The Novo Nordisk Foundation Center of Biosustainability, Technical University of Denmark , Hørsholm , Denmark.
Department of Systems Biology, Technical University of Denmark , Lyngby , Denmark.
Front Bioeng Biotechnol. 2015 Feb 16;3:13. doi: 10.3389/fbioe.2015.00013. eCollection 2015.

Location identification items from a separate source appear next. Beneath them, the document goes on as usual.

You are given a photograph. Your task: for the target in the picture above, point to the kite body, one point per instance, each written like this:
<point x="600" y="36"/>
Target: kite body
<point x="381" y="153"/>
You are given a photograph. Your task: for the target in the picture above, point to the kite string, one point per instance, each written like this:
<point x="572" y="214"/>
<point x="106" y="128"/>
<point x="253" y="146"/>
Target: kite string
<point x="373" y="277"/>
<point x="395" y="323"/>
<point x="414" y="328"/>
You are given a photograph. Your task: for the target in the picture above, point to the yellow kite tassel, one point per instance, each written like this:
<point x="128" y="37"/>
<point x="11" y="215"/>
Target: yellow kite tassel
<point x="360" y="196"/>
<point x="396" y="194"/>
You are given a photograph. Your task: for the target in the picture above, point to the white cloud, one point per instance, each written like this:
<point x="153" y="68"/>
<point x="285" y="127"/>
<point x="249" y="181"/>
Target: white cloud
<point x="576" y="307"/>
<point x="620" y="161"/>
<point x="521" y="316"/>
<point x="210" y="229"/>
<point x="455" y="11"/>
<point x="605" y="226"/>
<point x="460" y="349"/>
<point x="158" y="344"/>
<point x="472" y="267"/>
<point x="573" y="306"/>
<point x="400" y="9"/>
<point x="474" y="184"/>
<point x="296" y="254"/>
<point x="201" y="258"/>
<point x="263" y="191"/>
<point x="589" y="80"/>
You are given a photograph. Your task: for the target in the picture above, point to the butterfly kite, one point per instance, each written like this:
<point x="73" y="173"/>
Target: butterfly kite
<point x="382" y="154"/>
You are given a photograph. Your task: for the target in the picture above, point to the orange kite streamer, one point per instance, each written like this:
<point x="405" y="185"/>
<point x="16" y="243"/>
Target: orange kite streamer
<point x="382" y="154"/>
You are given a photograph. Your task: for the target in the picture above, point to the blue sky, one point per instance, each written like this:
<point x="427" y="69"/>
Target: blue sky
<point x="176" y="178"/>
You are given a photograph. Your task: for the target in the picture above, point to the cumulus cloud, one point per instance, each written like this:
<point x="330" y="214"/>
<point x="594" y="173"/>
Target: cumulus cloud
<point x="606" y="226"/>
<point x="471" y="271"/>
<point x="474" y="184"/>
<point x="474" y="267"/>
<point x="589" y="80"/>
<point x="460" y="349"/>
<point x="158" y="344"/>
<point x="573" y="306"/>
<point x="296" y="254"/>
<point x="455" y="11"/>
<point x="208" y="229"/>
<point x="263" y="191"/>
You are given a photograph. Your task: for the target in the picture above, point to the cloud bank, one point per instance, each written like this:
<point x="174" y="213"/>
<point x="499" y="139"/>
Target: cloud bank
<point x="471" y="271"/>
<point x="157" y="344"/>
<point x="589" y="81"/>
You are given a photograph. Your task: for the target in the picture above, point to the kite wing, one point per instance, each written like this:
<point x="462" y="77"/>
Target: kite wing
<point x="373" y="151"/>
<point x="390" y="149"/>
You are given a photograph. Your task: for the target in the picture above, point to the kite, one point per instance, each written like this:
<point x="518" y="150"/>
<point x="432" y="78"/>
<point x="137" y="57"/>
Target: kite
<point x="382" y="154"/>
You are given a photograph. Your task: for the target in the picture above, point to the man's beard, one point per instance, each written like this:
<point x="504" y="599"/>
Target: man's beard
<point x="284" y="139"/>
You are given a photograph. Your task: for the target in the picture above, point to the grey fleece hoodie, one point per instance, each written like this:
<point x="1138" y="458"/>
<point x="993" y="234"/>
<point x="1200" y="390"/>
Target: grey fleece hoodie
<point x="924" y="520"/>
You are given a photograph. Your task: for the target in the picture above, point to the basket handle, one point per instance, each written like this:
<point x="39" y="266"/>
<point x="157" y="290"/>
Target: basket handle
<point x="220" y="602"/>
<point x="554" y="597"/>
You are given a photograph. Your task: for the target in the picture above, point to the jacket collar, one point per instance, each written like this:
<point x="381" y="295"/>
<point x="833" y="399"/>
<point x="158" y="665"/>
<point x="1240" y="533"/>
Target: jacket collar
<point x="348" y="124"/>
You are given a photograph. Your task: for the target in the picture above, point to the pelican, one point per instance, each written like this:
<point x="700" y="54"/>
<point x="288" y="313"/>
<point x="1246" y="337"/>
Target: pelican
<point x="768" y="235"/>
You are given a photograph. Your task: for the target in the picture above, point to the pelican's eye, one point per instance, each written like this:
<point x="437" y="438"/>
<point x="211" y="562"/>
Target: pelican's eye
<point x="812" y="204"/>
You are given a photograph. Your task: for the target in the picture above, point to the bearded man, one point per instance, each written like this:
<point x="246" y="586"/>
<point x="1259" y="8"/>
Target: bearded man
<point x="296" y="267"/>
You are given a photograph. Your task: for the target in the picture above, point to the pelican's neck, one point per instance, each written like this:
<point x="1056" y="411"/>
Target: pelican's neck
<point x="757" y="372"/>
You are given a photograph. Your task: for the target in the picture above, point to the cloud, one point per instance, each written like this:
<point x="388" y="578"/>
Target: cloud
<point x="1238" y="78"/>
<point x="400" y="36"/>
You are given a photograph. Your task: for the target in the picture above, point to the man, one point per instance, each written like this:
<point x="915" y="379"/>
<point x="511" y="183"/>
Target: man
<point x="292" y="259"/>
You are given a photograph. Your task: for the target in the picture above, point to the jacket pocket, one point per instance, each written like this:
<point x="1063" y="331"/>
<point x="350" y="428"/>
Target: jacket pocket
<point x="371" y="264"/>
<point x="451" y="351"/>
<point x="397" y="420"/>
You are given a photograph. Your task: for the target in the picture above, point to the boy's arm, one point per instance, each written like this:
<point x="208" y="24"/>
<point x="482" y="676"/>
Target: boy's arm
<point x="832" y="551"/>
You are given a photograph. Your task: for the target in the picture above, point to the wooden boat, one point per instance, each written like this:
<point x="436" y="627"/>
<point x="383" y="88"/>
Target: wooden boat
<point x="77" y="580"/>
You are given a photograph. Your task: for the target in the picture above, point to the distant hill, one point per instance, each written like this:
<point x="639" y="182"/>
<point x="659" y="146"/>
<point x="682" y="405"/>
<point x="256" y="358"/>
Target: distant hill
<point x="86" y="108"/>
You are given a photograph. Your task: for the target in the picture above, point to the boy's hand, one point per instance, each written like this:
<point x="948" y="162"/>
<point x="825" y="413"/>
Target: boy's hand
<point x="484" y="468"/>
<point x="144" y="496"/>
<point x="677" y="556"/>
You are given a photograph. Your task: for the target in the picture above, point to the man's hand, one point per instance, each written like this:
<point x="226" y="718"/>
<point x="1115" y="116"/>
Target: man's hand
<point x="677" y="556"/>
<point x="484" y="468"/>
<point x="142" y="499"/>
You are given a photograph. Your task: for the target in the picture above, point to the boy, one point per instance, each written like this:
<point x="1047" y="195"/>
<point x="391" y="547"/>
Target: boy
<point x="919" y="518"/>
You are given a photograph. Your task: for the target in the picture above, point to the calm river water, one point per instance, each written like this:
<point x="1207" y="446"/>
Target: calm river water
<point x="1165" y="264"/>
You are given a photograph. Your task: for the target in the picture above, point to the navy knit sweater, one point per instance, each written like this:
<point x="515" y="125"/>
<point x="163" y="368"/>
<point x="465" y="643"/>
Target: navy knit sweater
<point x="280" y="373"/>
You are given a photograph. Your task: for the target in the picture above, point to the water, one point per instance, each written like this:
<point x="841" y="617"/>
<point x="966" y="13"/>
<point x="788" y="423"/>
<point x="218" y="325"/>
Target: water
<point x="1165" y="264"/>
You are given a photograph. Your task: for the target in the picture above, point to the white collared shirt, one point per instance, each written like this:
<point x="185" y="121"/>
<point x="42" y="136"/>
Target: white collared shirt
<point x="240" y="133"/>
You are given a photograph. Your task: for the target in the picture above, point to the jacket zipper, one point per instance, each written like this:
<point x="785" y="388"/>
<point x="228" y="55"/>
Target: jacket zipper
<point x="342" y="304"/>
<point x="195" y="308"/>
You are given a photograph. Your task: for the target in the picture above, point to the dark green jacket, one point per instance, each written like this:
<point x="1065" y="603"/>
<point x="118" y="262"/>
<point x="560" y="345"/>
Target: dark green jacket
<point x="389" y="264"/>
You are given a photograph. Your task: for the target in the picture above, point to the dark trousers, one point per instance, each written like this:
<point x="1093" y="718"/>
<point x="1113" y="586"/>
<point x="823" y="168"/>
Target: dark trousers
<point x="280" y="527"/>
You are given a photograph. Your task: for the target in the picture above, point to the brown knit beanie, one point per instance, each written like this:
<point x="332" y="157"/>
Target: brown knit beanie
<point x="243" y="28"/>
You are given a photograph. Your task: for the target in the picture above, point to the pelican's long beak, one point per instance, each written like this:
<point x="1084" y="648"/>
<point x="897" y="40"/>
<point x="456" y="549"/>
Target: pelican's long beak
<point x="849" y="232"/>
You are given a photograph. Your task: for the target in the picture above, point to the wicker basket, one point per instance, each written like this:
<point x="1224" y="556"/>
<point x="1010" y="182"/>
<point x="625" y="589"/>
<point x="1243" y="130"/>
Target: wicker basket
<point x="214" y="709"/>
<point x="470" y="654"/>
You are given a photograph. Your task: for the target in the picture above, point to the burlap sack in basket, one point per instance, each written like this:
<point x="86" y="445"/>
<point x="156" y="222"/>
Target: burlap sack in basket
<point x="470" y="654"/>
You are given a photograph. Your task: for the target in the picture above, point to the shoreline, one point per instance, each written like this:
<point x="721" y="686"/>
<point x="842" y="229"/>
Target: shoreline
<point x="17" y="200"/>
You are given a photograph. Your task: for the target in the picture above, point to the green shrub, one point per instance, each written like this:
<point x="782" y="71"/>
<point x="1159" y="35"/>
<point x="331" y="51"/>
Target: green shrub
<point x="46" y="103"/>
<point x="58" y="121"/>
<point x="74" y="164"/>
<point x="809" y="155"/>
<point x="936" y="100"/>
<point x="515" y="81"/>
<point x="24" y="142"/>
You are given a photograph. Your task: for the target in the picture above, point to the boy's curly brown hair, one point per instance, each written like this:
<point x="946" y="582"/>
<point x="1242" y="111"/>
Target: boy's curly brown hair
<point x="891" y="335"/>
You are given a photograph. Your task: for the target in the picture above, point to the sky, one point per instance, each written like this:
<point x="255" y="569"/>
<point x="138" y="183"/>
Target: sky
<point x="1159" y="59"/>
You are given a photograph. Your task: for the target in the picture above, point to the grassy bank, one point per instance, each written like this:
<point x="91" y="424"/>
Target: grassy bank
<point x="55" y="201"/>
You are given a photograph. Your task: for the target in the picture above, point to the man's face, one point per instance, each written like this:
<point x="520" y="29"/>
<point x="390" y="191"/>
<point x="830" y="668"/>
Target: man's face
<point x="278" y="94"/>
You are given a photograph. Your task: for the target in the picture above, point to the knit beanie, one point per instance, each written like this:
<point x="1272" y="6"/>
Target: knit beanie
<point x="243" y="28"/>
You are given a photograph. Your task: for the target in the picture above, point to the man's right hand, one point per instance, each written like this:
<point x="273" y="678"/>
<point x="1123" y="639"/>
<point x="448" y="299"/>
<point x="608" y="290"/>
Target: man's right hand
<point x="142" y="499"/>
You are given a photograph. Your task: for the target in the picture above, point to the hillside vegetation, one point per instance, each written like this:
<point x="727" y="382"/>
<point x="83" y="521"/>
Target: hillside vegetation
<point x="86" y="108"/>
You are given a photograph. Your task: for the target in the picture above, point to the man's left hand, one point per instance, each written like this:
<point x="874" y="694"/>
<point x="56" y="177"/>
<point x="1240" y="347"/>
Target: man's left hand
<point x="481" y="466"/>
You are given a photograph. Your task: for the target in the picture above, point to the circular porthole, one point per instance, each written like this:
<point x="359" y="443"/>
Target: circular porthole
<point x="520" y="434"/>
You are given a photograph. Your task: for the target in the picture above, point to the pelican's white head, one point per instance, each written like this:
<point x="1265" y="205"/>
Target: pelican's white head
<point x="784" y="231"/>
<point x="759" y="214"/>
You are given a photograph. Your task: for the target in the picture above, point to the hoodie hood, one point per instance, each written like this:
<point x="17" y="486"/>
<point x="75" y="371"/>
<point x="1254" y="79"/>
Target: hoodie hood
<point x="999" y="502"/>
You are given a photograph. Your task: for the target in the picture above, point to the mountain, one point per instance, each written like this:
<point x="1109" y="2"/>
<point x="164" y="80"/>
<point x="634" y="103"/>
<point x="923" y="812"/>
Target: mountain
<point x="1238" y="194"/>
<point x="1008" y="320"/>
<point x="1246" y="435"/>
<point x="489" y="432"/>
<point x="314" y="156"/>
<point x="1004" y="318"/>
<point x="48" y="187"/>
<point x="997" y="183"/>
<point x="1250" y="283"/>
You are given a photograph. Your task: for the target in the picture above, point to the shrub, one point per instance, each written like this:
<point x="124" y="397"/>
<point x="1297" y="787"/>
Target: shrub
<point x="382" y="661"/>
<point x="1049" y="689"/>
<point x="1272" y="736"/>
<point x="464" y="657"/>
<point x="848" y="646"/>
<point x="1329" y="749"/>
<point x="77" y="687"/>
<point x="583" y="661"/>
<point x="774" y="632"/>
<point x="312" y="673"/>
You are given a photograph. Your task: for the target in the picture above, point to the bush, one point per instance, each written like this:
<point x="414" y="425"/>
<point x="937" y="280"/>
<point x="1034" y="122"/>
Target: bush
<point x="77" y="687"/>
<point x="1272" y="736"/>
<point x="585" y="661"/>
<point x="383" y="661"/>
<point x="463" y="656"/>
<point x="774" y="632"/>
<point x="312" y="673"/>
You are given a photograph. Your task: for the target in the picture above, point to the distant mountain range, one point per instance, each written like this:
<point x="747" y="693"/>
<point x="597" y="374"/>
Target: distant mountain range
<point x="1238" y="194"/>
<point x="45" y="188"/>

Genetic variation is the motor of evolution and allows organisms to overcome the environmental challenges they encounter. It can be both beneficial and harmful in the process of engineering cell factories for the production of proteins and chemicals. Throughout the history of biotechnology, there have been efforts to exploit genetic variation in our favor to create strains with favorable phenotypes. Genetic variation can either be present in natural populations or it can be artificially created by mutagenesis and selection or adaptive laboratory evolution. On the other hand, unintended genetic variation during a long term production process may lead to significant economic losses and it is important to understand how to control this type of variation. With the emergence of next-generation sequencing technologies, genetic variation in microbial strains can now be determined on an unprecedented scale and resolution by re-sequencing thousands of strains systematically. In this article, we review challenges in the integration and analysis of large-scale re-sequencing data, present an extensive overview of bioinformatics methods for predicting the effects of genetic variants on protein function, and discuss approaches for interfacing existing bioinformatics approaches with genome-scale models of cellular processes in order to predict effects of sequence variation on cellular phenotypes.
遗传变异是进化的动力,使生物体能够克服所遇到的环境挑战。在工程细胞工厂生产蛋白质和化学品的过程中,遗传变异既可能有益,也可能有害。纵观生物技术的历史,人们一直努力利用遗传变异来创造具有有利表型的菌株。遗传变异可以存在于自然种群中,也可以通过诱变和选择或适应性实验室进化人为地产生。另一方面,在长期的生产过程中,非预期的遗传变异可能导致重大的经济损失,因此了解如何控制这种类型的变异非常重要。随着下一代测序技术的出现,现在可以通过系统地重新测序数千个菌株,以前所未有的规模和分辨率来确定微生物菌株中的遗传变异。在本文中,我们综述了整合和分析大规模重测序数据所面临的挑战,广泛概述了预测遗传变异对蛋白质功能影响的生物信息学方法,并讨论了将现有的生物信息学方法与细胞过程的基因组规模模型接口的方法,以便预测序列变异对细胞表型的影响。